Tefeo: pues has oído las causas por que sois culpados tú y todos los que opinión tan errada seguís, dejada toda prolijidad, oye veinte razones por donde me proferí a probar que los hombres a las mujeres somos obligados. De las cuales la primera es porque a los simples y rudos disponen para alcanzar la virtud de la prudencia, y no solamente a los torpes hacen discretos, mas a los mismos discretos más sutiles, porque si de la enamorada pasión se cautivan, tanto estudian su libertad, que avivando con el dolor el saber, dicen razones tan dulces y tan concertadas que alguna vez de compasión que les han se libran de ella. Y los simples, de su natural inocentes, cuando en amar se ponen entran con rudeza y hallan el estudio del sentimiento tan agudo que diversas veces salen sabios, de manera que suplen las mujeres lo que naturaleza en ellos faltó.
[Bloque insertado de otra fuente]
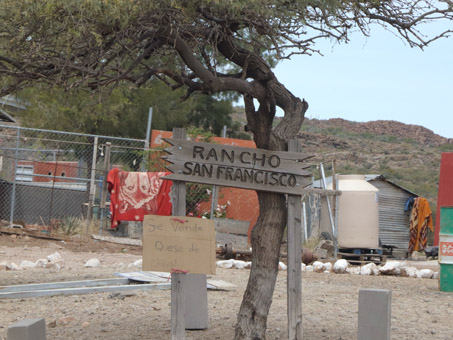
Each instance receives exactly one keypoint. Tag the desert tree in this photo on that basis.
(204, 47)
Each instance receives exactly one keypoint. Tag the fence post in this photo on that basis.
(13, 195)
(294, 282)
(145, 159)
(92, 184)
(108, 148)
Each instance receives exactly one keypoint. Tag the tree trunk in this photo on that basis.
(266, 239)
(268, 232)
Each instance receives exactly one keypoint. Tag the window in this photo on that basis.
(24, 173)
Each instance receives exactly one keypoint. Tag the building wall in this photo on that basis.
(49, 168)
(393, 220)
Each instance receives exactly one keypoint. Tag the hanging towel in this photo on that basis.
(421, 220)
(136, 194)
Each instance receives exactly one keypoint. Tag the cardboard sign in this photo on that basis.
(178, 243)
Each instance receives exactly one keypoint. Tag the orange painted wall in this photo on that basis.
(243, 203)
(50, 168)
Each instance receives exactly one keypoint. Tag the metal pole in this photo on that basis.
(335, 236)
(335, 208)
(214, 200)
(108, 146)
(13, 195)
(324, 184)
(147, 140)
(304, 214)
(92, 185)
(215, 188)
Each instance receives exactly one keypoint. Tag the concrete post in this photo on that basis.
(374, 314)
(31, 329)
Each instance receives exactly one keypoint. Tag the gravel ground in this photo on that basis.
(330, 301)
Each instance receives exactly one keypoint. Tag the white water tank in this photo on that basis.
(358, 213)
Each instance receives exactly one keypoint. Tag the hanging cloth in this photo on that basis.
(421, 220)
(136, 194)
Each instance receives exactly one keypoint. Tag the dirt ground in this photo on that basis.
(330, 301)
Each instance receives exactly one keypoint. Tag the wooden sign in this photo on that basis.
(178, 244)
(247, 168)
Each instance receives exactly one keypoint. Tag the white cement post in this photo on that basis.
(374, 314)
(31, 329)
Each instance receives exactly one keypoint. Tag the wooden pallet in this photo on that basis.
(362, 258)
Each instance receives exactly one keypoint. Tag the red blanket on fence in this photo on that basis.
(136, 194)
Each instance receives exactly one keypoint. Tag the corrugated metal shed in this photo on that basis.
(393, 220)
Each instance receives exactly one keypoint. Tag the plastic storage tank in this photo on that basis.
(358, 213)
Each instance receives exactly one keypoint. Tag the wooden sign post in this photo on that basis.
(255, 169)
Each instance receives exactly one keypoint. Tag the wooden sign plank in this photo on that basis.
(186, 147)
(284, 166)
(174, 243)
(296, 189)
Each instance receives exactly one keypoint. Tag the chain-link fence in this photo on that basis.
(52, 179)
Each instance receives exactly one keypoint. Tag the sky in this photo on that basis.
(377, 78)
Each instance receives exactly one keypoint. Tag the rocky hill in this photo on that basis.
(408, 155)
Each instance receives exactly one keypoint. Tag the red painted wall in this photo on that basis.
(445, 194)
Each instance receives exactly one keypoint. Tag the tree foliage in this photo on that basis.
(123, 110)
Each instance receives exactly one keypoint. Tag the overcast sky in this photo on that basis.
(378, 78)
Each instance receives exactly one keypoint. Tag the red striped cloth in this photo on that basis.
(136, 194)
(421, 220)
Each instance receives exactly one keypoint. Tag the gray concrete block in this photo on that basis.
(196, 301)
(31, 329)
(374, 314)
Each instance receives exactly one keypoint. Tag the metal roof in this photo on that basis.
(368, 178)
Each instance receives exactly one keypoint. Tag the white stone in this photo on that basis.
(318, 267)
(353, 270)
(392, 268)
(55, 266)
(92, 263)
(55, 258)
(240, 264)
(282, 266)
(41, 263)
(340, 266)
(120, 265)
(408, 271)
(227, 264)
(27, 264)
(368, 269)
(425, 274)
(13, 266)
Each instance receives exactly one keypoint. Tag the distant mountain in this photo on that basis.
(405, 154)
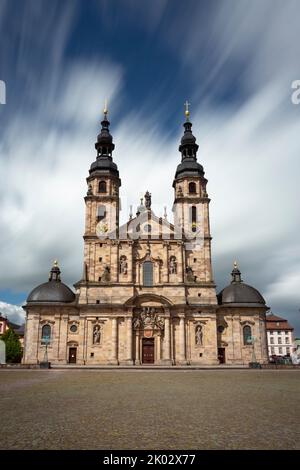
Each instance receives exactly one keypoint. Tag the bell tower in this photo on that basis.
(102, 206)
(191, 208)
(102, 199)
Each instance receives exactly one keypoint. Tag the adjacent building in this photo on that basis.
(147, 294)
(279, 336)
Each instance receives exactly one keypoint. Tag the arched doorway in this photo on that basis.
(72, 352)
(148, 351)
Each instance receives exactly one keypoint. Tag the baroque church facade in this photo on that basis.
(147, 294)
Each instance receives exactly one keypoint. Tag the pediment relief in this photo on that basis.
(148, 318)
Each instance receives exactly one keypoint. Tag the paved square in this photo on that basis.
(82, 409)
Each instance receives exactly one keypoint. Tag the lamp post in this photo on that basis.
(254, 363)
(45, 364)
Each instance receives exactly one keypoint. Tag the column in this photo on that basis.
(130, 262)
(167, 342)
(157, 340)
(129, 340)
(182, 357)
(166, 263)
(181, 264)
(137, 348)
(114, 340)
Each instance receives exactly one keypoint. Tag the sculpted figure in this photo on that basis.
(199, 335)
(96, 334)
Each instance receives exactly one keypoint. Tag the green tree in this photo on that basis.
(13, 346)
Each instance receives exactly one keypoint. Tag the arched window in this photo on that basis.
(46, 334)
(148, 274)
(101, 212)
(102, 187)
(194, 218)
(247, 335)
(192, 188)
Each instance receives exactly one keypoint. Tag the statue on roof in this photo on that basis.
(148, 200)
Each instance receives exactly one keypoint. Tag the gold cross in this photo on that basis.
(187, 111)
(105, 110)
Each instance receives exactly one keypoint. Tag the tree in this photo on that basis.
(13, 346)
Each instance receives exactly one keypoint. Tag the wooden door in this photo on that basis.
(72, 355)
(148, 351)
(221, 355)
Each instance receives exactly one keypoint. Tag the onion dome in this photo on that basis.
(188, 149)
(104, 163)
(52, 291)
(240, 293)
(141, 208)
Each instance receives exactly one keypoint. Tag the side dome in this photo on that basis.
(52, 291)
(239, 293)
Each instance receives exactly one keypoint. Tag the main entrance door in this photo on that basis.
(72, 355)
(148, 351)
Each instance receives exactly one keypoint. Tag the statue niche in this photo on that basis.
(190, 275)
(172, 265)
(96, 334)
(106, 274)
(199, 335)
(148, 318)
(123, 265)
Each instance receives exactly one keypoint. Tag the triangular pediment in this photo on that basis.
(146, 225)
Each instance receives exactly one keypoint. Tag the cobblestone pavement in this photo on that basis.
(228, 409)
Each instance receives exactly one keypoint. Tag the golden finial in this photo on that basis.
(187, 111)
(105, 110)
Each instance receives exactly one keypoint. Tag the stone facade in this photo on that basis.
(147, 294)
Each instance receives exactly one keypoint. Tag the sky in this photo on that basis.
(233, 60)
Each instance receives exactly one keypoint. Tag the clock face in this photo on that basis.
(102, 229)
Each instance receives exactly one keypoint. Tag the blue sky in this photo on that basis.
(234, 60)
La segunda razón es porque de la virtud de la justicia tan bien nos hacen suficientes que los penados de amor, aunque desigual tormento reciben, hanlo por descanso, justificándose porque justamente padecen. Y no por sola esta causa nos hacen gozar de esta virtud, mas por otra tan natural: los firmes enamorados, para abonarse con las que sirven, buscan todas las formas que pueden, de cuyo deseo viven justificadamente sin exceder en cosa de toda igualdad por no infamarse de malas costumbres.
La tercera, porque de la templanza nos hacen dignos, que por no serles aborrecibles, para venir a ser desamados, somos templados en el comer, en el beber y en todas las otras cosas que andan con esta virtud. Somos templados en el habla, somos templados en la mesura, somos templados en las obras, sin que un punto salgamos de la honestidad.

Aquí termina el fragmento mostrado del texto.